Can you please tell me what (if anything) I can do to make my freakin r22-100 standard def DVR speed up. 
The guide takes about 9 secons to scroll as does changing channels. 

I have reformatted, changed settings (such as scroll effects OFF.).

Are their any patches or hacks to make it faster?

If not, what are the chances DirecTV would take my box back and give me a better model?

My service is under 1 yr contract.

Thank You SO MUCH!


----------



## dodge boy (Mar 31, 2006)

shakethebabyass said:


> Hi guys.
> 
> Can you please tell me what (if anything) I can do to make my freakin r22-100 standard def DVR speed up.
> The guide takes about 9 secons to scroll as does changing channels.
> ...


Wait for the next software release.....


----------



## Supramom2000 (Jun 21, 2007)

Ours works very slowly with the remote in RF mode. We had to set it back to IR and it is much faster.


----------



## ThomasM (Jul 20, 2007)

The R22/HR2x series of DVR's is NOT for impatient people.

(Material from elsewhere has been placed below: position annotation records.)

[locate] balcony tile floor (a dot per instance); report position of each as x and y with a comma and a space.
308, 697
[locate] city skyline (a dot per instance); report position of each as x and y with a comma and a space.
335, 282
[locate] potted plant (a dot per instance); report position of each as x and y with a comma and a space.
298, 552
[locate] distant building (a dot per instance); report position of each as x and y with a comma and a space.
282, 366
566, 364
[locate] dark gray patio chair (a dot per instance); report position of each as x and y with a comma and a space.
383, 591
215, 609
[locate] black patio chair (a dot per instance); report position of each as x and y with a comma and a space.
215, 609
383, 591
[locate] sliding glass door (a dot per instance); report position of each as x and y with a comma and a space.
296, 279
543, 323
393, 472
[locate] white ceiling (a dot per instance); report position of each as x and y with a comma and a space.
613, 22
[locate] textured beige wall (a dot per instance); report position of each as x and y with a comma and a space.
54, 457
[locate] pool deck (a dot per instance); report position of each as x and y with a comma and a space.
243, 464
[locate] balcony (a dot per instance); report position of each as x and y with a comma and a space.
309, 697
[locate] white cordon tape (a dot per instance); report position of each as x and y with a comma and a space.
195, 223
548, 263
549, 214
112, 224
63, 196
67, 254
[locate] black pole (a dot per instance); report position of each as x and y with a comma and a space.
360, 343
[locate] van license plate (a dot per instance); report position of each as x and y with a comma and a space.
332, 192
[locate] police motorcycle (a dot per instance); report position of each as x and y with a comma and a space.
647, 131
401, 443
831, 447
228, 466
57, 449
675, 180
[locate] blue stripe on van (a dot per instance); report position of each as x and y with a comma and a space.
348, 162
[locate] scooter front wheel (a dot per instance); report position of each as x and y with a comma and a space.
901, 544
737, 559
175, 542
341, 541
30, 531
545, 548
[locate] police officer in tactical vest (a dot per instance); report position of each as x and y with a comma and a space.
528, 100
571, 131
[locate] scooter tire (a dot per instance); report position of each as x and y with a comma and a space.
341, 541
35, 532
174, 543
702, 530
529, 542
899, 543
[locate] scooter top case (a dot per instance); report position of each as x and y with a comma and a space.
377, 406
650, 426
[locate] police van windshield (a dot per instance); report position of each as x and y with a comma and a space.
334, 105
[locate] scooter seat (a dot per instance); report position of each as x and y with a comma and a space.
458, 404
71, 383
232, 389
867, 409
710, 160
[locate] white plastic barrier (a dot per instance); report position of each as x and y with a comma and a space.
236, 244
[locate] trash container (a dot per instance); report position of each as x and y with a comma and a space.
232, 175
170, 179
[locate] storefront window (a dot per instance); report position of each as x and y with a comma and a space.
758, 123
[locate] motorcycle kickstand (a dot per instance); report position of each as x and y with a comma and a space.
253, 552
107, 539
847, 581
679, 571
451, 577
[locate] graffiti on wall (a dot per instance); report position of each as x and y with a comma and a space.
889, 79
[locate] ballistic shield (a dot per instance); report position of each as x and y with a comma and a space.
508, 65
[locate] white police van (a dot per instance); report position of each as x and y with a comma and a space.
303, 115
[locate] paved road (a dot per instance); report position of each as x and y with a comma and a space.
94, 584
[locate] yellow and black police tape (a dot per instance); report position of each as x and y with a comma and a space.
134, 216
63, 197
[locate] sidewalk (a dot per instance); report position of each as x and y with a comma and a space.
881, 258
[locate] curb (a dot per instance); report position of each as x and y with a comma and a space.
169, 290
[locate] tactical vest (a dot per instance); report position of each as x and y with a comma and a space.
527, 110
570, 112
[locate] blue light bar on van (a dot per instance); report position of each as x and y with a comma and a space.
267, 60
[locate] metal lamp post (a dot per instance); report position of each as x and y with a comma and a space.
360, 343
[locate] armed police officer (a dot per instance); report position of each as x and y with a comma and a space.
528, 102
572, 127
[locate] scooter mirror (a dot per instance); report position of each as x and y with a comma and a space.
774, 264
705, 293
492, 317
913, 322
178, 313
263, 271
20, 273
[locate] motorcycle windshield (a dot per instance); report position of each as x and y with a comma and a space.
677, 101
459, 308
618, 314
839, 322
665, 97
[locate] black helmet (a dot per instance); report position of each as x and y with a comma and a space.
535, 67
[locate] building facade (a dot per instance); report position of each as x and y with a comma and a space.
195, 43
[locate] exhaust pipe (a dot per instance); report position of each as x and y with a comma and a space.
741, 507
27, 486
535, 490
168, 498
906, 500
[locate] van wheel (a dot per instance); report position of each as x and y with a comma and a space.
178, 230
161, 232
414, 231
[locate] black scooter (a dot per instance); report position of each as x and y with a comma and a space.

It's perfect for folks with dialup internet though since it responds at about the same speed when you issue a command. :new_sleep


----------



## TXD16 (Oct 30, 2008)

shakethebabyass said:


> Hi guys.
> 
> Can you please tell me what (if anything) I can do to make my freakin r22-100 standard def DVR speed up.


You want speed? Drop it off of a ten-story building.

The vast majority of us HR2x/R22 owners feel your pain.


----------



## Jhon69 (Mar 28, 2006)

My R22-100 is pretty fast but I don't have it connected to the internet and hardly record anything after I watch it I delete it when it slows down I perform a Reset Everything which will reformat the hard drive delete all recordings,parental control settings and favorites lists then I reset it back up.When I had a R15-500 I had to do the same thing with it when it slowed down have it set to scroll and remote's in IR.Don't know why but it seems that the DVR platform that DirecTV has chosen is reformat sensitive.


P.S. For the best results I run the national software release.Which at this time is 0x34c.


----------



## my1423 (May 16, 2009)

I picked r22-100, But mine was SLOW and irritating. Still the fastest out of listed options. 

As stated wait till next software release. BIG improvement! Much more bearable and will be the best. 2.5-3 seconds for guide to launch and 2 for scroll. After reboot. May change but it looks good as of right now. 


I have noticed that any active downloading vod slows my unit to a crawl.


----------